L'art du chunking en mémoire de travail
Le goulet d’étranglement de la mémoire de travail
La mémoire de travail est avec l’attention, l’une des deux principales contraintes pour l’apprentissage. La mémoire de travail possède une capacité limitée à retenir les informations.
La capacité limite de la mémoire de travail s’élève à trois ou quatre chunks d’informations nouvelles (Cowan, 2010). Ces informations sont maintenues jusqu’à 30 secondes et finissent par disparaitre et être remplacées par d’autres à moins d’être répétées en boucle.
Un chunk est une unité de connaissance en mémoire de travail. Elle est composée d’informations organisées et cohérentes entre elles.
Concrètement, nous pouvons retenir au maximum environ 7 unités de connaissances nouvelles dans notre mémoire de travail. Cependant s’il s’agit de traiter également ces informations, le nombre d’unités gérables se réduit à 3 à 4. Le traitement consistant à combiner, à contraster, à élaborer ou à manipuler ces unités.
Notre mémoire de travail est assimilable à notre conscience. Ce qu’elle contient est ce que nous avons à l’esprit actuellement.
Se concentrer et répéter machinalement
Cet état de fait représente une source de la frustration et d’incompréhension pour de nombreux élèves. Ils n’ont qu’une idée en tête souvent, c’est de pouvoir mémoriser les informations qu’ils ont en tête actuellement pour les récupérer plus tard. Ils tombent alors dans le piège d’essayer de répéter plusieurs fois les mêmes informations, pour les mémoriser, avec le secret espoir qu’elle atterrissent durablement dans leur mémoire à long terme.
Les élèves essaient de surmonter la limite de capacité de leur mémoire de travail en se concentrant sur les informations actuellement présentes à l’esprit en se les répétant.
C’est une erreur. Concentrer son attention sur quelques éléments et se les répéter en boucle n’est pas une bonne façon de surmonter le goulet d’étranglement de la mémoire de travail.
Si le traitement s’arrête à ce stade, il sera le plus souvent vain et ce qui sera retenu risque d’être rapidement oublié ou d’être plus fonctionnel.
Le phénomène de chunking
La solution à la limite de capacité de la mémoire mobile consiste à organiser les informations en grands morceaux ou chunks en fonction de nos connaissances préalables.
Ce processus est appelé chunking (Gobet, 2005) :
Par exemple, il serait difficile de mémoriser une chaîne de lettres aléatoire, telle que « P-T-M-A-O-P-I-H-O-S-E-P ». Chaque lettre agit comme un chunk et 12 chunks dépassent largement la capacité de la mémoire de travail.
Cependant, nous pouvons activer des connaissances préalables en rapport dans notre mémoire à long terme.
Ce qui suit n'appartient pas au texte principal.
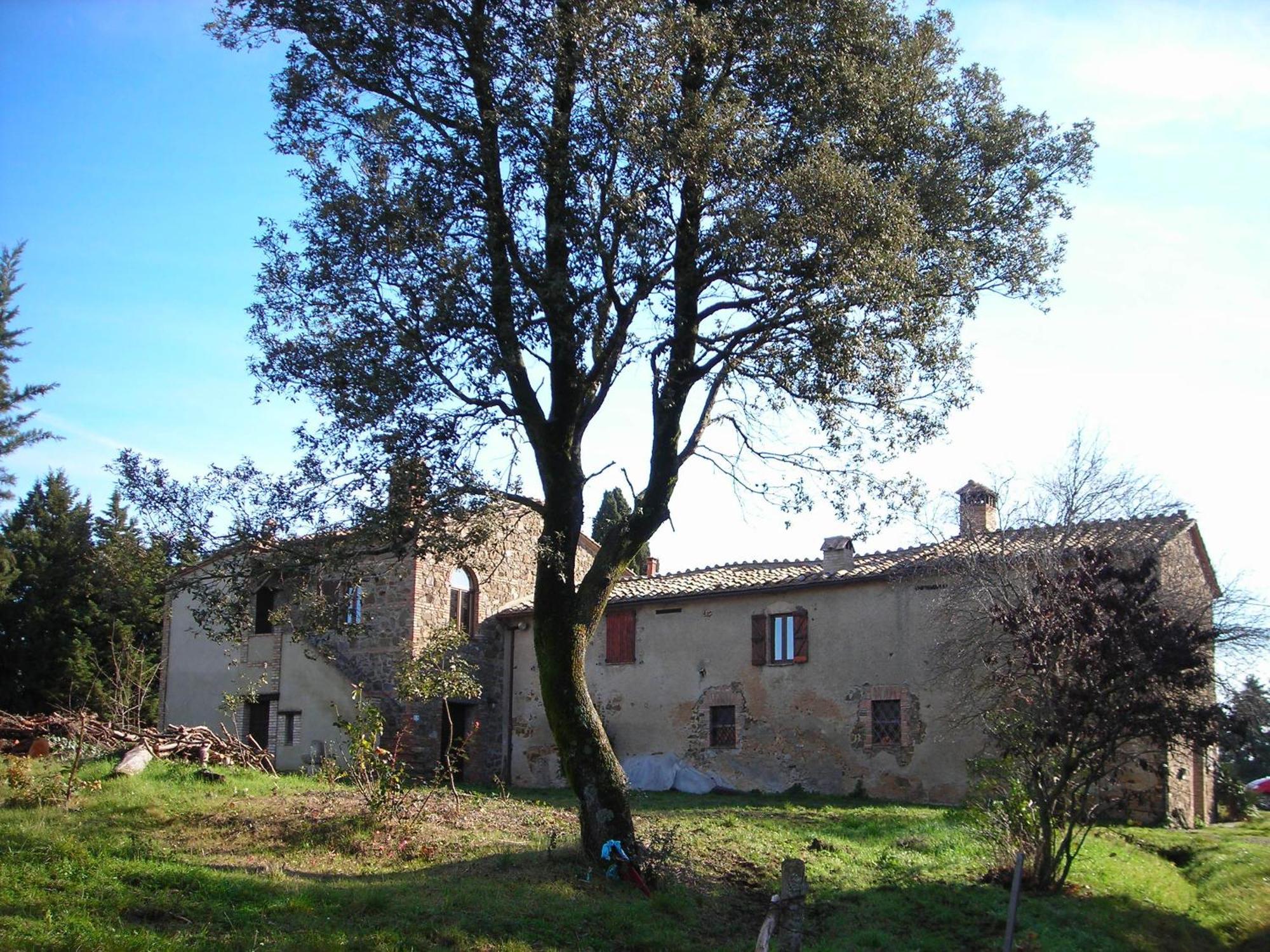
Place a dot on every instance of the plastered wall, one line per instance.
(797, 724)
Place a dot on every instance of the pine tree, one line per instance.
(15, 430)
(1247, 733)
(613, 511)
(129, 574)
(49, 616)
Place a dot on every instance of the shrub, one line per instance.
(1234, 800)
(32, 783)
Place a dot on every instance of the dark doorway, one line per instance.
(257, 723)
(454, 732)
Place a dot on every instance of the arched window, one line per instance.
(266, 601)
(463, 600)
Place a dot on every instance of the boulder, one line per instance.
(40, 747)
(135, 761)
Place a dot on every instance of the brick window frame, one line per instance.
(620, 637)
(464, 601)
(719, 696)
(763, 638)
(289, 732)
(887, 692)
(723, 727)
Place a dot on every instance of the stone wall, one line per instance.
(799, 724)
(504, 571)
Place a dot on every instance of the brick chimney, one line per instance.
(979, 510)
(838, 554)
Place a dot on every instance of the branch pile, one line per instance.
(197, 744)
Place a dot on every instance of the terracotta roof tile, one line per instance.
(1146, 534)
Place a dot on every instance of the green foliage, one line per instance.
(439, 671)
(377, 774)
(780, 215)
(1247, 732)
(1083, 670)
(1235, 802)
(82, 620)
(1003, 809)
(163, 861)
(16, 431)
(31, 781)
(614, 510)
(49, 620)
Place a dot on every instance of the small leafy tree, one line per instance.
(438, 673)
(1080, 671)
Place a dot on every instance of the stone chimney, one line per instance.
(979, 510)
(838, 554)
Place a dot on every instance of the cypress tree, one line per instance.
(50, 614)
(614, 510)
(15, 420)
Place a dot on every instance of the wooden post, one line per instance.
(793, 896)
(1008, 946)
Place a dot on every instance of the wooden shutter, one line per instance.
(331, 600)
(759, 639)
(620, 637)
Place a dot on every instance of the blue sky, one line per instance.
(137, 167)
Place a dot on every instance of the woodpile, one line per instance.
(201, 746)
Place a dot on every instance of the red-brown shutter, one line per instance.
(620, 637)
(759, 639)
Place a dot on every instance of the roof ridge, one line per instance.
(750, 563)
La mémorisation de la même chaîne de lettres arrangée pour épeler un mot familier, tel que « H-I-P-P-O-P-O-T-A-M-E-S » est facile.
Maintenant, toutes les lettres sont organisées grâce à l’activation de connaissances à long terme en quelque chose de familier et de significatif qui correspond à un seul chunk.
Pour surmonter la limite de capacité de la mémoire de travail, les élèves doivent élaborer pour organiser les nouvelles informations en chunks significatifs en se fondant sur leurs connaissances préalables. Cette démarche permet la compréhension et par la suite l’apprentissage.
Cette démarche peut être particulièrement difficile pour les apprenants novices dans un domaine, car ils n’ont pas l’expertise nécessaire pour construire des chunks de taille importante et peuvent manquer de certaines connaissances fondamentales.
Pour apprendre plus efficacement et mieux, l’enjeu est d’augmenter progressivement la taille des chunks. De cette manière, nous pouvons mieux piloter le goulet d’étranglement de la mémoire de travail. Par un processus de chunking, d’élaboration et de récupérations ultérieures, les nouveaux contenus sont peu à peu transférés durablement en mémoire à long terme. Ils peuvent alors à leur tour être mobilisés pour construire des chunks plus complexes avec de nouveaux contenus.
Tout ce processus suppose l’activation et la construction de connaissances en mémoire à long terme par la création de lien avec des connaissances préalables grâce à un traitement qui se déroule en mémoire de travail.
C’est la mémoire à long terme qui est le siège de l’apprentissage et joue un rôle crucial dans notre compréhension de notre environnement. Cependant, elle est accédée et pilotée à partir de la mémoire de travail.